Wednesday, February 26, 2014

Radical is kinda bland

Radical by David Platt fits nicely into the milieu of missional emerging breakout primitivist church dogma, but really, it's kinda bland. There's nothing particularly radical about his proposals. This is another book written by a megachurch institution that wishes it reached people who oppose church the institution.

There still doing church like it's 1985, telling you it's like it was in 85, and that by 2015, everyone will be doing it this way again.

Short term outreach can be very good, but 80% of the time it is very bad. And so as a hallmark of his churches missional expression, I have to protest.

It's easy to write a book and say "the problem with the church is sin." But then you're completely overshadowing your own woundedness and deficiency.

One thing he does point out and is at the same time guilty of is doing church in the culture of professionalism, and the Babbit-styled production line is really what most churches tout themselves as, and all they do is play into the military industrial complex.

The best chapter deals with the gospel being for the lost and the lost's american inoculation to the gospel of the common church. True. I wonder what the missional walk looks like in a mega church in the deep south. It doesn't look like this book where I am from.
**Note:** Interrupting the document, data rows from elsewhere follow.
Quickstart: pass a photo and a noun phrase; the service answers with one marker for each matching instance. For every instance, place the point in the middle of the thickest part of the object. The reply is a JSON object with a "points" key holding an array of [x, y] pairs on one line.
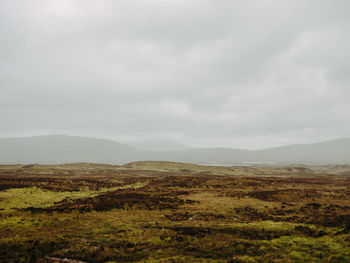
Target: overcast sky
{"points": [[243, 74]]}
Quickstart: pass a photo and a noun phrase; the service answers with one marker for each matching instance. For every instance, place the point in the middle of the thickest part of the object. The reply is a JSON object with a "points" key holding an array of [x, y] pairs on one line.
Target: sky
{"points": [[243, 74]]}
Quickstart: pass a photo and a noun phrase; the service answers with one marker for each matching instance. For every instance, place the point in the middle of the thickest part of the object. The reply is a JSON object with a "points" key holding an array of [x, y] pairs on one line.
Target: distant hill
{"points": [[57, 149]]}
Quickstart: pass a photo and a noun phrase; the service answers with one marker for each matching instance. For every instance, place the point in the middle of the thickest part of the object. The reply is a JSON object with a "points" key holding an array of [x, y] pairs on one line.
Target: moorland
{"points": [[173, 212]]}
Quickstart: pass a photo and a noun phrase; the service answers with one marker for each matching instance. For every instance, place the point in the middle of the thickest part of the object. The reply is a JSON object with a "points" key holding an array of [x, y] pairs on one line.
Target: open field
{"points": [[170, 212]]}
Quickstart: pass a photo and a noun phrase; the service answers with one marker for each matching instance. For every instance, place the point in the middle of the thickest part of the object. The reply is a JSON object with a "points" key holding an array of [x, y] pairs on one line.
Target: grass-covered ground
{"points": [[167, 212]]}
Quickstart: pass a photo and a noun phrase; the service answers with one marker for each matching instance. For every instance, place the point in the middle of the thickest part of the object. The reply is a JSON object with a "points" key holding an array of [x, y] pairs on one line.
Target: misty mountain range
{"points": [[58, 149]]}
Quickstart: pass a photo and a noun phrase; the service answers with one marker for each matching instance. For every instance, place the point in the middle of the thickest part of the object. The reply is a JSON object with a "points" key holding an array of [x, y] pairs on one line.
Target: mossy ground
{"points": [[159, 216]]}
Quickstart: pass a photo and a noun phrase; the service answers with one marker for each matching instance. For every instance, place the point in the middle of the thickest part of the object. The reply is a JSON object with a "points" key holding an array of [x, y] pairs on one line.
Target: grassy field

This is a fantastic book on the theory, and as most missiologists are guilty of, it does a superb job of identifying cultural markers, and then blows by them in pursuit of a monochromatic gospel. The real test of a radical gospel is stopping business as usual. What Mr. Platt seems to say is that there aren't really churches in America, there are only corporations in the field of religion. What he fails to realize is this applies just as much to his church as anyone else.